The light-hearted article of the day. I thought that Super-man was a bit of a rip off of Nietzsche’s idea of the overman/super-man, but no, there was someone before the big blue boy scout:
https://www.quora.com/Which-comic-book-character-ripoffs-were-more-successful-than-the-original-character
https://www.esquire.com/entertainment/a23203/original-superman/
“In 1930, a new adventure story offered American readers a cutting-edge hero — a man with titanic strength, bulletproof skin, and the ability to leap tall buildings in a single bound — but his name wasn't Superman.
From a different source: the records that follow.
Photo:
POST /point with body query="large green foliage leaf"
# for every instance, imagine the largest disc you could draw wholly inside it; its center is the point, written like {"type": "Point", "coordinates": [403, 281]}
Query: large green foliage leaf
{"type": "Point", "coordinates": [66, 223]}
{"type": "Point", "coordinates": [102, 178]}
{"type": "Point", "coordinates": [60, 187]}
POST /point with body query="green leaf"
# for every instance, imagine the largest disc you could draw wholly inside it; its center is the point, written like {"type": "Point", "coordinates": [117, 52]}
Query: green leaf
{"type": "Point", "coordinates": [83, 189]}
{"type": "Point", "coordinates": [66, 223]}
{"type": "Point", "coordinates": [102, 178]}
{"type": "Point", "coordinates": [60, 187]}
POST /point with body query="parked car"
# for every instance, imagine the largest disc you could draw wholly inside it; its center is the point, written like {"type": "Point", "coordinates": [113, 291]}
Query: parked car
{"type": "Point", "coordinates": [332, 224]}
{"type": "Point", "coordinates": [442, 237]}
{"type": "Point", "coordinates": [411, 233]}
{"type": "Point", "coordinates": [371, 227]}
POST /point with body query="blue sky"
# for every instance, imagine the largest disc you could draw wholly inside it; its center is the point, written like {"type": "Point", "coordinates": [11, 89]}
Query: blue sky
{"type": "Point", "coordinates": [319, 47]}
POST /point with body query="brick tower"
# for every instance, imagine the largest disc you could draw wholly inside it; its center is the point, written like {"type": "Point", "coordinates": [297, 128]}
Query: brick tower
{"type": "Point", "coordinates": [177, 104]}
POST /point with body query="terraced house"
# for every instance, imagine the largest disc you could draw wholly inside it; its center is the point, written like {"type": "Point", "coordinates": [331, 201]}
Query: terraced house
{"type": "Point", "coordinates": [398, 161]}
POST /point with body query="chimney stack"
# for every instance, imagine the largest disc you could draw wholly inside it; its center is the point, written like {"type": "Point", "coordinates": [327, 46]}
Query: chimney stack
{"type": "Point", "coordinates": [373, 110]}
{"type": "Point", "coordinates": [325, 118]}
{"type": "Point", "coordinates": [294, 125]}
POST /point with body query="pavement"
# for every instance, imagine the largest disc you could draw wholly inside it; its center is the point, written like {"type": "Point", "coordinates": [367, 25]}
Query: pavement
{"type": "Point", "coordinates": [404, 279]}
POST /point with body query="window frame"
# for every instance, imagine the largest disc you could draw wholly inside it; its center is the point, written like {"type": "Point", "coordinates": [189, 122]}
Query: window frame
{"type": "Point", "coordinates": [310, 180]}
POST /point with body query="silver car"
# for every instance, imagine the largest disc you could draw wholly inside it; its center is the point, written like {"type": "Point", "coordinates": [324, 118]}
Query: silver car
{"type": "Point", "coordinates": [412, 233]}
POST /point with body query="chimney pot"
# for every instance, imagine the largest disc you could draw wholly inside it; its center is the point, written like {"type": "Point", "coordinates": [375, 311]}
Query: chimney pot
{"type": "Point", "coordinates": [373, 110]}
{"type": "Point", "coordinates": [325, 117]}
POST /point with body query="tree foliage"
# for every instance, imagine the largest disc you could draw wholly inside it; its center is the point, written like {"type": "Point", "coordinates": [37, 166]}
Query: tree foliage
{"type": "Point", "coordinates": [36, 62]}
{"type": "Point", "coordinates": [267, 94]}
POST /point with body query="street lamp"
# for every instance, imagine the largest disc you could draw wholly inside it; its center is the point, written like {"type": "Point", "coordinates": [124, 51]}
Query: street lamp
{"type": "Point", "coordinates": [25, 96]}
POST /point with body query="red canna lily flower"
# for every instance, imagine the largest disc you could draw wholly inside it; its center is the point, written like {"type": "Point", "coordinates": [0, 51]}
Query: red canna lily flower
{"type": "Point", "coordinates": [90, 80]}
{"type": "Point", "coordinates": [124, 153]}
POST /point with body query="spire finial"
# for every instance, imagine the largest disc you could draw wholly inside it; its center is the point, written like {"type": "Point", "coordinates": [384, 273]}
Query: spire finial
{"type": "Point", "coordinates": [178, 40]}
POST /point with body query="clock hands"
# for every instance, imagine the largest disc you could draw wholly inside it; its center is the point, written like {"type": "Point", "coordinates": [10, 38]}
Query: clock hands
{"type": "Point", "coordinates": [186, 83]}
The character was Hugo Danner, protagonist of a luridly bad novel titled Gladiator, by Philip Wylie. The Superman we all know, created by Jerry Siegel, wouldn't appear on the cover of a published comic book until eight years later. Reading Wylie's Gladiator alongside this new movie delivers a particularly weird experience for a whole bunch of reasons. One of them being the possibility that the very aspects of Snyder's new Superman that felt the most fresh and game-changing turn out to be perhaps not so new at all. Looking past the nonsense, the book remains hard to read without suspecting the Man of Steel's original creator, Jerry Siegel, did some significant borrowing back in 1938. Hugo Danner comes from a small, rural town (Colorado instead of Kansas, but still); Danner spends a great deal of his time concealing his strength; as a young man, Danner even builds himself a remote fortress where he could find solitude. "I can do things, Dad. It kind of scares me," Danner says early in the book. "I can jump higher'n a house. I can run faster'n a train." Later on, Danner come out with this: "I'm like a man made of iron."